Where did the term Two Spirit come from?
Even though the trauma caused by colonialism is intergenerational, so is our resiliency and survivance. In 1990, at the third annual intertribal Native American/First Nations Gay and Lesbian Conference in Winnipeg, the term Two Spirit was coined. Two Spirit is a neo-traditional movement with the goal being to reclaim the ideas and traditions that had historically valued individuals who were believed to be born with both male and female spirits. This term was created by and for Indigenous LGBTQ people as a way to reflect our past, and the direction of our futures.
Today, Two Spirit people are Indigenous people who are gay, lesbian, bisexual, transgender, queer, other gendered, and third/fourth gendered individuals who walk carefully within the worlds and between the genders.

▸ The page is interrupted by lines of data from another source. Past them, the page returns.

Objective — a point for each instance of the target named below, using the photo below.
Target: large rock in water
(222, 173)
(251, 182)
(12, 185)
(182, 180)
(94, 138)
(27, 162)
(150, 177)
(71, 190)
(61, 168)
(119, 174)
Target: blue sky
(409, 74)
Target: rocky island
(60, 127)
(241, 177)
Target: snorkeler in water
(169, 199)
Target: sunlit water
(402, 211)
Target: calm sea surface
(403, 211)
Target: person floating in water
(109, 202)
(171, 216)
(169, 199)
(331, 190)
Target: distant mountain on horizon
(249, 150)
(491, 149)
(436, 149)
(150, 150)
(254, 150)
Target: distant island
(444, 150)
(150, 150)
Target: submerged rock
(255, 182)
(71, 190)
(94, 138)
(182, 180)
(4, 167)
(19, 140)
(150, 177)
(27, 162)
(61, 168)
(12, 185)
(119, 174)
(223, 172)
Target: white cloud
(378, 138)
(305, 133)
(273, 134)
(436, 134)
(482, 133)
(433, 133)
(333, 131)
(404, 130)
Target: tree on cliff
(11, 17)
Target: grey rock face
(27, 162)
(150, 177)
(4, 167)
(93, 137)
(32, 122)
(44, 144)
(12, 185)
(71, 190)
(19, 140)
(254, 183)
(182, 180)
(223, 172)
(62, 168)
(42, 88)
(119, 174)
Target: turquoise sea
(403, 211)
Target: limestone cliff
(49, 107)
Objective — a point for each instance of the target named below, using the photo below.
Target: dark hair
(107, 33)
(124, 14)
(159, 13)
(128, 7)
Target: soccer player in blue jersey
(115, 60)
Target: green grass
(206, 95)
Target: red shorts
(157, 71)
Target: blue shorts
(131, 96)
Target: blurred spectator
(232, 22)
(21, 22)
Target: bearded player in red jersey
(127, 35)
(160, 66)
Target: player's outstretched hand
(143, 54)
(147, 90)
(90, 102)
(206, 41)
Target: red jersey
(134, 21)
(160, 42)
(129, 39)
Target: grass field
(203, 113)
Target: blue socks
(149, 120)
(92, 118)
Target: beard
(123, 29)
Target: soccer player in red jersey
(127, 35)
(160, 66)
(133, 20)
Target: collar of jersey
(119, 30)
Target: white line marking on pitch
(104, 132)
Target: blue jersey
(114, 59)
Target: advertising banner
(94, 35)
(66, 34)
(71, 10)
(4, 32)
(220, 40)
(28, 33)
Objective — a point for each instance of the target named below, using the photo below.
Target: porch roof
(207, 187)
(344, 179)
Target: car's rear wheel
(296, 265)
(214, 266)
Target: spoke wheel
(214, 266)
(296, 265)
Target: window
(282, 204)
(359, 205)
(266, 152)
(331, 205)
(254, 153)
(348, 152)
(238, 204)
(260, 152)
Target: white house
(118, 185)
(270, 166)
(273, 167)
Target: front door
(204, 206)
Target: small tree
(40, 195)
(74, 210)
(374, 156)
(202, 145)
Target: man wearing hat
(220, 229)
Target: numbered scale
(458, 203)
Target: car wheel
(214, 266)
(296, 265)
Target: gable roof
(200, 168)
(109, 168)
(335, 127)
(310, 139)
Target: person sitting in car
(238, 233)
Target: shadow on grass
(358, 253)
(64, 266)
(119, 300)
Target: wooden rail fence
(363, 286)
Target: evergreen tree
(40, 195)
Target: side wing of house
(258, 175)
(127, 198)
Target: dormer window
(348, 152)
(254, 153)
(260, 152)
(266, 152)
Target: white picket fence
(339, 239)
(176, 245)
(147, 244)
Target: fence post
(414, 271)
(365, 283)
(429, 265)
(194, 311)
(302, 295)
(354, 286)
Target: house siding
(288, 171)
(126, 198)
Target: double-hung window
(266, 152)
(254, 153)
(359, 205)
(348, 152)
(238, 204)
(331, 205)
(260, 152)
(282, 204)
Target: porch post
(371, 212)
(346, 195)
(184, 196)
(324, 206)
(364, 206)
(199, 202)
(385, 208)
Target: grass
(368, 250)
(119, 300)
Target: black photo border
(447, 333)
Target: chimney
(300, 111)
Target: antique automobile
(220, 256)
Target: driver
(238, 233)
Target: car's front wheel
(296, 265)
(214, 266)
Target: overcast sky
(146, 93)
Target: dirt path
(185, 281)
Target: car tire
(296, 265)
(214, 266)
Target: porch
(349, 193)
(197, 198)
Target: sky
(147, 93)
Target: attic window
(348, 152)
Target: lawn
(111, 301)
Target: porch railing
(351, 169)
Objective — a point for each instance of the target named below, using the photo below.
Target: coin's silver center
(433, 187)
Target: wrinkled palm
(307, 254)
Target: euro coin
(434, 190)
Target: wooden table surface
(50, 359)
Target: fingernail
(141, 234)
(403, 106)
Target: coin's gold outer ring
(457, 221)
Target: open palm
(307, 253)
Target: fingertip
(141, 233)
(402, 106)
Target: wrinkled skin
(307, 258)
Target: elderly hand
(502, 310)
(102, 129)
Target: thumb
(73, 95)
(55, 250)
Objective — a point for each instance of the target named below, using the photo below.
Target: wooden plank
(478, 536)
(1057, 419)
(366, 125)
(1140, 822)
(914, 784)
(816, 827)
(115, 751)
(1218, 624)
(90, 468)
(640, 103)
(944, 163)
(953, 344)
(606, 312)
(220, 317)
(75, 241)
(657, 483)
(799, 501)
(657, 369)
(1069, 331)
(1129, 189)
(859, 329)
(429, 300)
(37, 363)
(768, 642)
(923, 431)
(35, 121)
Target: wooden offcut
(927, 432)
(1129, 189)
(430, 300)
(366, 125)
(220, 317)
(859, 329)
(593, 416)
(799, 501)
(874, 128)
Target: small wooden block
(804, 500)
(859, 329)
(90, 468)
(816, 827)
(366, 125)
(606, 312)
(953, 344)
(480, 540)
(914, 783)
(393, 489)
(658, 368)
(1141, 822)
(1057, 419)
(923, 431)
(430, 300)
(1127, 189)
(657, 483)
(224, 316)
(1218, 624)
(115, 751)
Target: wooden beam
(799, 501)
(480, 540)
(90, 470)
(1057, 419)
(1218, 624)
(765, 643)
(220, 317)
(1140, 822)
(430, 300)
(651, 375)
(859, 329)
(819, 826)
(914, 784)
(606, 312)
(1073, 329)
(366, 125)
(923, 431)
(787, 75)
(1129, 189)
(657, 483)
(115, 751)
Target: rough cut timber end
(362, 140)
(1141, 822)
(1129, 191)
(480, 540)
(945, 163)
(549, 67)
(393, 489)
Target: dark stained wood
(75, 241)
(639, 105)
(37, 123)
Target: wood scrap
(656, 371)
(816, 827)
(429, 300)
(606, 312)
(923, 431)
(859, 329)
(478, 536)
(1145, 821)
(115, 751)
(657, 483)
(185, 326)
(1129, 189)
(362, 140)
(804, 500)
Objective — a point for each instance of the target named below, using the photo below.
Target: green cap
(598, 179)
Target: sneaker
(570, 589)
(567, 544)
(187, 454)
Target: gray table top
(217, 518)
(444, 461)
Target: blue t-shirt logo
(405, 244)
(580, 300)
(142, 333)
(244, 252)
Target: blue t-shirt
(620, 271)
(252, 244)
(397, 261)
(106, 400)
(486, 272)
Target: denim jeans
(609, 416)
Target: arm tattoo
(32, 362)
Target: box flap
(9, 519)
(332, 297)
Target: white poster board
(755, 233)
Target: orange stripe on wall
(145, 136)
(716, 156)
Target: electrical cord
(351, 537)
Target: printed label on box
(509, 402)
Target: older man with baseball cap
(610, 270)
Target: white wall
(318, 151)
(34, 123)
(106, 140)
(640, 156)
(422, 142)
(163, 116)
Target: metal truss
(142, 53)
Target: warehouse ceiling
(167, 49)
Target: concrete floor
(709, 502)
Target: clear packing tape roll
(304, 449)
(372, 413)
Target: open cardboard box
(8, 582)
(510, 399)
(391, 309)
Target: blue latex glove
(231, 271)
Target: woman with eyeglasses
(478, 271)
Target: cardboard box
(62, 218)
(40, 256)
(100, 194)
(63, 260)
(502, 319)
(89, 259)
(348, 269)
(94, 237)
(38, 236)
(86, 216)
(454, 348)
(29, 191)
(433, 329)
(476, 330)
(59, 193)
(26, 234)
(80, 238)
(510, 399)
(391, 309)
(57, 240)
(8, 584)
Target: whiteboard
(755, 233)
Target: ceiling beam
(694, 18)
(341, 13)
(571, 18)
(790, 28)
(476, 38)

Although Two Spirit is sometimes used as an umbrella term for LGBTQ Indigenous people, it is important to note that not every Indigenous person who identifies as LGBTQ will use the term Two Spirit, and not everyone who uses the term Two Spirit will identify as LGBTQ. Some people use the term Two Spirit in order to distance themselves from colonial society. Others may identify with a nation-specific term, as many Indigenous languages have words for the gender diversity traditionally found in their communities. Like any sexual or gender identity, the term Two Spirit can take on a different meaning for different people. For example, some Indigenous folks use the term as a way of identifying their queer sexual orientation, and others use it to explain their transgender identity. In each case, the term Two Spirit allows the Indigenous person to talk about their identity in the context of their cultural identity, and to resist the colonial definitions of sexuality and gender.